I am working on implementing GenAi usecase on MTK platforms

I am using openlm-research/open_llama_3b_v2 · Hugging Face model and I am trying to run it following the 5.1.3 Tutorial for Large Language models present in Neuropilot 8.0.9 documentation.

I am currently stuck at step 2 (Generating Caliberation Dataset):

Following is the SS of the error I am getting:

I am using GAI-Deployment-Toolkit-v2.0.6_llama3.2-1b-3b-v0.1toolkit: https://neuropilot.mediatek.com/resources/downloads/b850a7a4-fb11-4a7e-85de-bffb18c5123b

Python: 3.8

I would be grateful if the error can be resolved.

Regards,

Nimesh

Dear Nimesh,

Thank you for providing the detailed screenshots of the error you are encountering during Step 2 (Generating Calibration Dataset).

The error you are seeing may be related to a compatibility issue between that specific Open Llama variant and the toolkit’s current version.

Suggested Action: Try an Alternate Source Model

Since the name of your deployment toolkit (GAI-Deployment-Toolkit-v2.0.6_llama3.2-1b-3b-v0.1toolkit) explicitly references llama3.2, this could indicate that the toolkit is better optimized for or expected to work with the official Llama 3.2 models.

We recommend that you try switching to this model to see if it resolves the issue: meta-llama/Llama-3.2-3B (Hugging Face Link)

Please attempt the following steps:

  1. Replace the current model (openlm-research/open_llama_3b_v2) with meta-llama/Llama-3.2-3B.
  2. Restart the process from Step 2: Generating Calibration Dataset, as per the Neuropilot documentation.

If the problem persists after switching the model, please provide a new screenshot so we can continue troubleshooting.

Best regards, Jing

1 Like

Hello,

Thanks for replying.

I followed your instructions of using Meta-Llama 3.2 3B, but while generating Caliberation Dataset, I got the following error:

I think there is tokenizer class incompatibility.
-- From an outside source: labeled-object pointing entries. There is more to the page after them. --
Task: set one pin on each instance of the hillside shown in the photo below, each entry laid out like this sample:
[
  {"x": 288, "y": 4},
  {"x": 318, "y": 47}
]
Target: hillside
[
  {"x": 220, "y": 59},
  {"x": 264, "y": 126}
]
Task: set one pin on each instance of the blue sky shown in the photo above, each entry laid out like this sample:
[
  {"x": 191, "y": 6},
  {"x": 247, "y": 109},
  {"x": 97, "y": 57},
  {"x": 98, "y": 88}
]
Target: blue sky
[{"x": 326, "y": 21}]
I will be really grateful, if you can help me understand the error and resolve it.

Regards,

Nimesh

Thank you for sharing the error details. Based on the message

The tokenizer class you load from this checkpoint is not the same type as the class this function is called from

this issue may be related to a mismatch between the model checkpoint and the tokenizer configuration.

Suggested Action

Please try the following adjustment to your model configuration file:

  1. Open the config.json file in your model directory.
  2. Add the following line inside the configuration:
"tokenizer": "pretrained_fast"

Additionally, if you later encounter the following error:

TypeError: _batch_encode_plus() got an unexpected keyword argument 'padding_side'

this typically indicates a version compatibility issue with the Transformers library.
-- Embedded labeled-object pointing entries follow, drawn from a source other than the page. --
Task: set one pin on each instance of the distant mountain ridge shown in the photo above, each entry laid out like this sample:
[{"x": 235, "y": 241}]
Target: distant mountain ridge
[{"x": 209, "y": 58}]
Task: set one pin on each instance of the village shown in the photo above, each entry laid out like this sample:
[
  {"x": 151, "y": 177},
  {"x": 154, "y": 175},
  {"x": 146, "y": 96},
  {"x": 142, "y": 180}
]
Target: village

To resolve it, please install a compatible version using:

pip install transformers==4.41.2

If the problem persists after making these changes, please share the updated error message or a screenshot so we can continue troubleshooting further.

Best regards,
Jing

Hello Jing,

Thanks for your response, with your suggestion to make changes in config.json, I could resolve that error but further got the following error running the same command:

I am currently running Llama3.2-1B model.

I’ll be really grateful if you can help me resolve this error.

Regards,

Nimesh

Hi Nimesh,

I tested Llama‑3.2‑1B‑Instruct on my side using the model from https://huggingface.co/meta-llama/Llama-3.2-1B-Instruct/tree/main and did not encounter the error you mentioned. Here are the module versions I am using—please check if they match yours:

mtk-converter: 8.13.0
mtk_llm_sdk: 2.5.3
mtk-quantization: 8.2.0
sentencepiece: 0.2.0
torch: 2.4.1
torchvision: 0.19.1
transformers: 4.41.2

If your versions differ, I recommend updating to the versions above and testing again to rule out any issues caused by version mismatch.

Thanks!

Regards,
Jing

Hi Jing,

I am currently using 8.0.10 premium version of Neuropilot. In this and earlier versions, I have mtk_llm_sdk: 3.4.2 and 2.8.2 only. **I am unable to fetch 2.5.3 version.
**
I could find Mtk_converter: 8.13.0 and mtk_quantization: 8.2.0 from Neuropilot 8.0.7 version of the documentation.

If it is possible at your end, can you please share mtk_llm_sdk with 2.5.3 version with me so I can continue this task?

Regards,
Nimesh

Hi Nimesh,

The mtk_llm_sdk 2.5.3 installation package is included in the toolkit you’re using. You can find it at the following path:

GAI-Deployment-Toolkit-v2.0.6_llama3.2-1b-3b-v0.1/mtk_llm_sdk/mtk_llm_sdk-2.5.3-cp38-cp38-manylinux_2_17_x86_64.manylinux2014_x86_64.whl

Additionally, for the Llama 3.2-1B model, recommend prioritizing the Instruct version available here:

https://huggingface.co/meta-llama/Llama-3.2-1B-Instruct

This is the version we have tested and confirmed to work without issues.

Regards,
Jing

Hi Jing,

Thank you so much for your help, I was able to create caliberation datasets, do PTQ and fix the shape.

4 th step was to check if model is running fine on PC itself using “bash 4_optional_inference_tflite.sh”.

When I ran this command, I got the following response which is very gibberish:

Are such sort of responses expected due to model being of 1B parameters or have I made some mistake?

Just wanted to confirm this with you. Please let me know your thoughts.

Regards,
Nimesh

Hi Jing,

I continued with the further steps mentioned in the documentation, model compilation steps are finished and I am currently on 5.1.3.6.2. Pushing Dependencies to the Device

In step 3b, while trying to create sentencepiece tokenizer, I am getting the following error:

I am using sentencepiece version 0.2.0

I am getting the same error if I use tokenizer.json or tokenizer.model. Can you please help me to debug it?

Also I want to confirm that in step 3c, “After the tokenizer files have been prepared, push them to the device using Android Debug Bridge (adb).” : by tokenizer files does it mean that added_tokens.yaml, vocab.txt, merges.txt need to be pushed to device or some other files need to be pushed as well?

I ll be really grateful if you can help me debug 3b and 3c steps of the documentation.

Regards,
Nimesh

Hi Nimesh,

Regarding the tokenizer files, the required ones are the following three:

  • vocab.txt
  • merges.txt
  • added_tokens.yaml

Have you tried using the prepare_huggingface_tokenizer.py script? If so, are you encountering the same issue?

Example command:

python prepare_huggingface_tokenizer.py ../../post_training_quantize/models/Llama-3.2-1B-Instruct/tokenizer.json

Expected output:

Exported 'vocab.txt' from 'tokenizer.json'
Exported 'merges.txt' from 'tokenizer.json'
Exported 'added_tokens.yaml' from 'tokenizer.json'

Regards,
Jing